Wreszcie po paru próbach przekonania Ściany,że nie chcę zrobić nic złego, wreszcie dała za wygraną a ja byłem wolny.

○✩*~Magiczny TIME SKIP ponieważ                                  autorka jest leniwa~ *✩○

Podszedłem do ściany (Ale Autor-Chan, podłogi nie-Zamknij się i czytaj :)). On odwrócił się do mnie i powiedział:
-No siemaa, potrzebujesz czegoś?
-Nie no wiesz po prostu chciałem trochę pogadać, no i wiesz, poznać się czy coś- Odpowiedziałem.
-A no spoko. Co chcesz o mnie wiedzieć???
-Eeeeeeeeee......- wtedy zorientowałem się że nie wiem o co się go zapytać. Po prostu wszystkie moje pytania wyparowały z mojej głowy gdy go zobaczyłem. W dodatku, poczułem, że chyba się rumienię. "Co jest ze mną nie tak?!!" Pomyślałem.
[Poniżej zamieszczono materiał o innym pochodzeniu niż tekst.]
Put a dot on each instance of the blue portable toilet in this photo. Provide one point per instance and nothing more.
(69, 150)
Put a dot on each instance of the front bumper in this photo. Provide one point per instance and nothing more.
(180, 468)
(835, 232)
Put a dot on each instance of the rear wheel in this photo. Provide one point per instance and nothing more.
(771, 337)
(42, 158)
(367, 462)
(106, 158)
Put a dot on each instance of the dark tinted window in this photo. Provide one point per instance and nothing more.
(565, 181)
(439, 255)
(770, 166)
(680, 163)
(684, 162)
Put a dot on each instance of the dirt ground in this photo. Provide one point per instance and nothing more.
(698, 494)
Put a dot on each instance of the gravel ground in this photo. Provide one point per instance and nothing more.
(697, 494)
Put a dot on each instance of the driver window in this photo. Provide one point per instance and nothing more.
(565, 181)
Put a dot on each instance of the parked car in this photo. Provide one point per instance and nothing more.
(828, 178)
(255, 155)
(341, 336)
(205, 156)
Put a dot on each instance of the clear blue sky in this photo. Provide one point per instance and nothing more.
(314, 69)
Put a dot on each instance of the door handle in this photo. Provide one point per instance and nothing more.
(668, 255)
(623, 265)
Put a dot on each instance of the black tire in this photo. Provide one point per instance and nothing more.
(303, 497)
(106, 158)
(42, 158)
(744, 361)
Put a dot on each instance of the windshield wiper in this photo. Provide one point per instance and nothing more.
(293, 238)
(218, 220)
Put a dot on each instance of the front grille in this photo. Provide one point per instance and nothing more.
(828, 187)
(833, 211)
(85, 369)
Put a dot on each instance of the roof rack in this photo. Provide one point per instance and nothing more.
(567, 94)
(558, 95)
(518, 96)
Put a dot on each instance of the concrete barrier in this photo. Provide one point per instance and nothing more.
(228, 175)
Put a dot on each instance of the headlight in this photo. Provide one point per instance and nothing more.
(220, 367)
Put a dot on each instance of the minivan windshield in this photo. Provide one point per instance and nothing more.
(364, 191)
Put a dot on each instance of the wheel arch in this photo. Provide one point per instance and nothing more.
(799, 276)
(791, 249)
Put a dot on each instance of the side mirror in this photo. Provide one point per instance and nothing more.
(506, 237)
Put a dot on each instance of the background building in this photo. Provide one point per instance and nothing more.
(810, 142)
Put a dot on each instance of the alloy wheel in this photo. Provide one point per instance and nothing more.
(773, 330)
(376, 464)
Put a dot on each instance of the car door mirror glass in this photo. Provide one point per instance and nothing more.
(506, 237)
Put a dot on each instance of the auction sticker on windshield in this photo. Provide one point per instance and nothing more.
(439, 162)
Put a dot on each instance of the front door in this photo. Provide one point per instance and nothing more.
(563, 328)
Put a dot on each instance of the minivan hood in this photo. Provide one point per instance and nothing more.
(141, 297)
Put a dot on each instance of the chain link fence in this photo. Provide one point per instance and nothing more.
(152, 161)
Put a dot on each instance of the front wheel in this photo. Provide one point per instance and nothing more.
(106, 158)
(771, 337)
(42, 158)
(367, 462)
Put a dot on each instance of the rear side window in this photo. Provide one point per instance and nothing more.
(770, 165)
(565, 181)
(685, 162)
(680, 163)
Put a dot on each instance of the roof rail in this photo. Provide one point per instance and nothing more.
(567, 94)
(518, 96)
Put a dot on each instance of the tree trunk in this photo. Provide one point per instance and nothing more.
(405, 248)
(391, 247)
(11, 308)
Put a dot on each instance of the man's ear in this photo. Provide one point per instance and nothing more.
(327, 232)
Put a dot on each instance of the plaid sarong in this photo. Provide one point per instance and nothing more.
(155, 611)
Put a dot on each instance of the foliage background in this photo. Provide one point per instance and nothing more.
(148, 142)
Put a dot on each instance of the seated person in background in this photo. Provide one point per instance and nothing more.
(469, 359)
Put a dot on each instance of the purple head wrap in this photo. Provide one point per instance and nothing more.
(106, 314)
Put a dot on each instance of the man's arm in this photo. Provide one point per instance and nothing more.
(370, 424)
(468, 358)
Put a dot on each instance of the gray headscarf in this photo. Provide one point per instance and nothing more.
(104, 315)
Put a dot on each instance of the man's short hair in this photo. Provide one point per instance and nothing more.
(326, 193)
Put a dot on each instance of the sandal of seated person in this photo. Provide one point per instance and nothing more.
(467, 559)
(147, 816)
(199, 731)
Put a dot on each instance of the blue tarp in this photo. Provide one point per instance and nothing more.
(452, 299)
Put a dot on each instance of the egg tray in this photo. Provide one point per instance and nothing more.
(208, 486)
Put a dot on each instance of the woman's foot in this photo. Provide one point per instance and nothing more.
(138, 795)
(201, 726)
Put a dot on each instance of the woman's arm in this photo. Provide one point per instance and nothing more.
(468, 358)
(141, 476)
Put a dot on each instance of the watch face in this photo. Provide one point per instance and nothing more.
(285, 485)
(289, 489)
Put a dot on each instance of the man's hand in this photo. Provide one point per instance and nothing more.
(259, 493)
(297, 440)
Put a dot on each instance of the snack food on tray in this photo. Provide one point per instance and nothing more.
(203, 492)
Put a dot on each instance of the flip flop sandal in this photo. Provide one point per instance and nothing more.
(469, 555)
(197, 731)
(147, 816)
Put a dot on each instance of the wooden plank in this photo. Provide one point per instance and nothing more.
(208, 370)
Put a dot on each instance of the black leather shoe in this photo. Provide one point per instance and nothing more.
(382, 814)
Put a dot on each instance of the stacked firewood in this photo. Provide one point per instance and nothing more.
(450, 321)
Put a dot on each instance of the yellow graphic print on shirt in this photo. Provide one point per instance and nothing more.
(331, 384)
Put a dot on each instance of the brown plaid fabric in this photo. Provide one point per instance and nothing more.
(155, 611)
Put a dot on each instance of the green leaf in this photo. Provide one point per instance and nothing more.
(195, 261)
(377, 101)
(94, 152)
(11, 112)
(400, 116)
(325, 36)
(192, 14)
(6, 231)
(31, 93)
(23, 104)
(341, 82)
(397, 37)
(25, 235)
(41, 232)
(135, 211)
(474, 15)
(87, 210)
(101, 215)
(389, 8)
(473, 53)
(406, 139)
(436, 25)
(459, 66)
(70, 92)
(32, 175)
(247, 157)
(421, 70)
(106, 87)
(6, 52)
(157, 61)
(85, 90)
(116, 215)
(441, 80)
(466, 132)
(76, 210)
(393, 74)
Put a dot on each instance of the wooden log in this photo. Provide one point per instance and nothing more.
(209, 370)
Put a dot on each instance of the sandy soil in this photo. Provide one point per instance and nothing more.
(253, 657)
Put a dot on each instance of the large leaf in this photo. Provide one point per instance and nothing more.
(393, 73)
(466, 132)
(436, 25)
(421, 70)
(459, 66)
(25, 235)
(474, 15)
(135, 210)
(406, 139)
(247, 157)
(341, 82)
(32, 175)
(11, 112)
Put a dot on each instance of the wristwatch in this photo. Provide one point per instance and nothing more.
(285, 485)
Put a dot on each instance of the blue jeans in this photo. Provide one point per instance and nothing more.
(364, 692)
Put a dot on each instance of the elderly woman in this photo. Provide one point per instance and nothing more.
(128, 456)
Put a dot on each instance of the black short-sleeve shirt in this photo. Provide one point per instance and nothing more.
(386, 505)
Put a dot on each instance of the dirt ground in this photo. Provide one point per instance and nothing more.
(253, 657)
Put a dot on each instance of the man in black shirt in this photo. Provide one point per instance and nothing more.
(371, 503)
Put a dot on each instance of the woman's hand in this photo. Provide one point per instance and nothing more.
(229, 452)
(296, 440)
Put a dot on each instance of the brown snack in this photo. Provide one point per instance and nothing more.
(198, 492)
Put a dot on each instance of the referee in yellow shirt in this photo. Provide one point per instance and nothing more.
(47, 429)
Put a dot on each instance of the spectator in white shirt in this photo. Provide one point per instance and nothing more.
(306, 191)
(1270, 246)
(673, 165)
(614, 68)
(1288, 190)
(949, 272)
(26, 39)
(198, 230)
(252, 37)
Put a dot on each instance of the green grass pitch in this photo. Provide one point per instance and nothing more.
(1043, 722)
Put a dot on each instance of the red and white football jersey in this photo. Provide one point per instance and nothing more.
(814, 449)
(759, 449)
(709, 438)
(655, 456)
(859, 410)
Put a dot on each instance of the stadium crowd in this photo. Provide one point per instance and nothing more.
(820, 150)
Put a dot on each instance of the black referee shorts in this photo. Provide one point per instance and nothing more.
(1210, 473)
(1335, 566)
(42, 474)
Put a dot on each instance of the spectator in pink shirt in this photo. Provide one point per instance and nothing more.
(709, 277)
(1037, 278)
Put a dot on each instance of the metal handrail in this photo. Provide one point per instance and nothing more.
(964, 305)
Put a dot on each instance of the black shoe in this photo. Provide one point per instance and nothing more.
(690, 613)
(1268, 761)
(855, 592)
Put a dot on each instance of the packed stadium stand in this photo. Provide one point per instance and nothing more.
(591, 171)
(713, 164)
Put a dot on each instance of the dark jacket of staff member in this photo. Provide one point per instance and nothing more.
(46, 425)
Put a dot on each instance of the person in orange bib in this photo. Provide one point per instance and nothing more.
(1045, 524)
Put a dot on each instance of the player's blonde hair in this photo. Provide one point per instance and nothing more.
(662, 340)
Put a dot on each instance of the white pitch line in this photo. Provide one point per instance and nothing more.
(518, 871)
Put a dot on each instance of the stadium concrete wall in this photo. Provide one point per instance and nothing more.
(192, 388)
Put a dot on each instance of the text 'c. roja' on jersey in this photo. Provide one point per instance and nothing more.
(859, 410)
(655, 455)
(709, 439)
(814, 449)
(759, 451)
Musiałem tak stać przez kilka minut jak debil bo Ściana wreszcie powiedział:
-Ummmmmm.... Okeeeej to może ty mi opowiesz coś o sobie? Jakie było twoje życie zanim tutaj się "wprowadziłeś"?
-No cóż...-próbowałem sobie przypomnieć- Właściwie to miałem całkiem udane życie, kiedyś nawet miałem paru przyjaciół, ale jakiś czas temu wszyscy których lubiłem zostali "wybrani", a ja zostałem sam.-Przez chwilę pomyślałem żeby mu nie mówić o tym że popadłem w depresję. Nie wiem dlaczego. Po prostu miałem wrażenie, że to w jakiś sposób zniechęci go do mnie. A gdzieś głęboko w środku nie chciałem aby się do mnie zniechęcił.
-No cóż... To brzmi troszeczkę smutno. Jak znosiłeś tą samotność??- zapytał
-Było całkiem OK. Nigdy nie narzekałem z tego powodu.
-Przynajmniej tyle... Ja muszę iść, ale mam nadzieję, że za niedługo będziemy mogli znowu pogadać, pa!-Powiedział odchodząc i zostawiając mnie samego z nowym, dziwnym uczuciem.